I’ve developed a newfound appreciation for Mickey Rourke
over the past couple of years. Now
I finally understand why he was once referred to as the next Marlon
Brando. There’s just something about
his acting abilities that seem otherworldly.
He oozes machismo and intensity, but also hides a vulnerability that
would make Tom Hanks jealous. While, to
many, Sin City was the film that brought him back to the forefront, for me it
was the criminally underrated film Spun.
Spun follows a couple of days in the lives of different
meth users, chronicling how the drug gradually forces their lives to spin out
of control; some are lost, others achieve retribution, but not without
sacrifice. The film was directed by Jonas
Akerlund (a famed music video director) and stars a who’s who of up and coming
actors in the form Jason Schwartzman, Brittany Murphy, Mena Suvari, Patrick
Fugit and John Leguizamo. The cast is
actually quite large, but these are the characters that make the most impact
throughout the story. Other actors
enter the fray, such as Eric Roberts, Peter Stormare and Alexis Arquette. However, it is the Cook, played by Rourke,
that keeps the film together. He’s the
wrestling loving protagonist and antagonist in equal measure; someone who you
feel sympathy for but also hate because he’s responsible for destroying all the
young lives by supplying them with their drug of choice. The film more or less follows Schwartzman’s
character as he sets out in search of his girlfriend and along the way meets a
series of demented and twisted characters.
Throughout his journey he eventually becomes the driver for Rourke’s
almost mythic Cook character and that’s when things really get out of control.
Seeing the film for the first time back in 2002, I thought
it was a shameless exercise in production value and flashy editing techniques
(it holds the Guinness World Record for most cuts in a feature film). But seeing the film many years later, I
discovered that there is much more going on beneath the surface. While films such as Trainspotting and Requiem for a Dream are more respected in the annals of drug cinema because
they have “a message”, Spun approaches its subject matter in a different
light; in that, you can look at it either as a warning or a celebration of
living life without worry. But it makes
sure to emphasize that there are always consequences.

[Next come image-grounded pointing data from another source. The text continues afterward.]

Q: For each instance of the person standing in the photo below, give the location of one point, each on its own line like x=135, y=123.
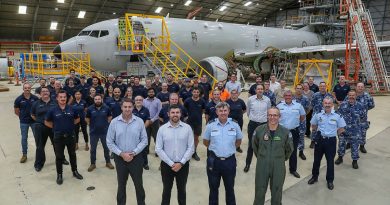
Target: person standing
x=353, y=114
x=98, y=117
x=154, y=106
x=222, y=137
x=22, y=109
x=237, y=110
x=195, y=107
x=317, y=103
x=272, y=145
x=368, y=103
x=126, y=138
x=233, y=84
x=62, y=119
x=41, y=132
x=301, y=99
x=80, y=106
x=326, y=125
x=142, y=112
x=292, y=114
x=174, y=146
x=257, y=113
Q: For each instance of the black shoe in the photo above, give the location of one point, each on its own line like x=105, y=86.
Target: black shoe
x=355, y=165
x=348, y=146
x=77, y=175
x=196, y=157
x=59, y=179
x=146, y=167
x=330, y=185
x=339, y=160
x=312, y=145
x=362, y=149
x=302, y=156
x=295, y=174
x=246, y=169
x=65, y=162
x=312, y=180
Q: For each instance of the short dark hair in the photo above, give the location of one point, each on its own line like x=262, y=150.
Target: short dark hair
x=173, y=107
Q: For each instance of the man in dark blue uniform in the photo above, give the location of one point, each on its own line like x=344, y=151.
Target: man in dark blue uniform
x=98, y=117
x=22, y=108
x=195, y=107
x=62, y=120
x=237, y=110
x=142, y=112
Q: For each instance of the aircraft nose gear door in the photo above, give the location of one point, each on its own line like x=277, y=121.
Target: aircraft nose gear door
x=257, y=40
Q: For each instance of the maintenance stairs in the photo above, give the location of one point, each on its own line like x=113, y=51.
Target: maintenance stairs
x=364, y=33
x=162, y=55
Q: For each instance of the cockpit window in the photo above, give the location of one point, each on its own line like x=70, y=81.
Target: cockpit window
x=84, y=33
x=104, y=33
x=94, y=34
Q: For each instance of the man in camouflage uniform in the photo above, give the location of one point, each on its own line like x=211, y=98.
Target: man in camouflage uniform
x=368, y=103
x=353, y=113
x=304, y=101
x=316, y=103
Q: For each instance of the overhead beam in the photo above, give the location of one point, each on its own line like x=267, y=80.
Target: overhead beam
x=99, y=11
x=67, y=19
x=35, y=20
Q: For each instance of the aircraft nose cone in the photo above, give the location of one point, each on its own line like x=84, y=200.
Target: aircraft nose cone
x=57, y=51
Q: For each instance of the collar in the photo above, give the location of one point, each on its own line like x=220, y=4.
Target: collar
x=179, y=125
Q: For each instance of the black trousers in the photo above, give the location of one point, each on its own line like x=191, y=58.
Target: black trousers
x=252, y=125
x=293, y=158
x=60, y=142
x=135, y=169
x=309, y=115
x=41, y=134
x=83, y=125
x=168, y=176
x=327, y=147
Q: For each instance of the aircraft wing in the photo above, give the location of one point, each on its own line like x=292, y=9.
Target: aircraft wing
x=328, y=48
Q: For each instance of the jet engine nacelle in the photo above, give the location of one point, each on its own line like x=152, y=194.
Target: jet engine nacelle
x=216, y=66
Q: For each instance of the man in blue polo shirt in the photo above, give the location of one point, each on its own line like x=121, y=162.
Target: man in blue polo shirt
x=62, y=120
x=98, y=117
x=142, y=112
x=22, y=108
x=195, y=107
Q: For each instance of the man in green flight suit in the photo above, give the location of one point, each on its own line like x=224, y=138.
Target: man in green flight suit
x=272, y=145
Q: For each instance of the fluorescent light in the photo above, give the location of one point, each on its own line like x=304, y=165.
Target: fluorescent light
x=187, y=3
x=81, y=15
x=222, y=8
x=53, y=25
x=248, y=3
x=22, y=9
x=158, y=10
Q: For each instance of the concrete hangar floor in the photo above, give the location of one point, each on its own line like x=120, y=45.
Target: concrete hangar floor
x=20, y=184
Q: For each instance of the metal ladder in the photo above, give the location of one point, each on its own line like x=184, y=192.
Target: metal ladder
x=365, y=36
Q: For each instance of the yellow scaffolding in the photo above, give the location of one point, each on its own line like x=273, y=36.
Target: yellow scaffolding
x=306, y=65
x=159, y=49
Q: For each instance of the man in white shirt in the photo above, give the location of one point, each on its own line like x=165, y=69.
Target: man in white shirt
x=175, y=146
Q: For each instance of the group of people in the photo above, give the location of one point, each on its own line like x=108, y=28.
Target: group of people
x=125, y=117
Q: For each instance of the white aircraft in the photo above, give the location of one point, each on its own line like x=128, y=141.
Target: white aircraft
x=204, y=41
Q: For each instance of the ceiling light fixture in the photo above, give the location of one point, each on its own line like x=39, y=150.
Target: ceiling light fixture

The characters in Spun are broken people; wandering
throughout life foolishly trying to hold on to whatever normalcy they once
had. Throughout the film, we get to
know these characters and while some are drug addled for the majority of the
running time, there are moments where their humanity shines through. Those moments are both heartbreaking and
beautiful. I love the fact that the
characters (with names as outlandish as Spider Mike, Frisbee, Cookie and April
Love) appear to have been taken straight out of a video game or comic book,
which explains their manic behavior and appearance. While unrealistic in many ways, it makes sense considering the
film is seen through the eyes of meth users who haven’t slept for what appears
to be weeks.
Recently, Spun has been attacked for glorifying drug
use. I personally do not see where this
idea comes from. Like most films in
drug cinema, the filmmakers are trying to show the effects of drugs. The only difference is, unlike other films,
some of the characters in Spun do not learn anything by the time the credits
roll. To me, that makes it even more
realistic. This film shows regular
people at their best and their worst.
It’s completely up to you to decide if the filmmakers went about it the
right way. I just hope you have an open
mind about it.
As I mentioned earlier, Rourke’s the Cook is the character
that keeps the whole film together; there’s so much happening beneath the
surface of his façade. It’s surprising
to me that he has yet to achieve a cult status in order to help the film reach
a bigger audience. Yes, Rourke has been
ridiculed for his appearance as of late, but in my opinion I think it benefits
him as an actor. There’s legitimate age
and pain behind those eyes, which helps push the Cook above and beyond one of
those average “wise beyond their years” characters to become one of my most
favorite characters in any film.
I find beauty in oddities and Spun contains its fair
share of oddities. Give it a chance. If you don’t like it, I implore you to watch
it again. Ignore the negative word of
mouth it’s received since its release. Spun is definitely not for every taste, but for those who like it,
you’ll find something new to enjoy with every subsequent viewing.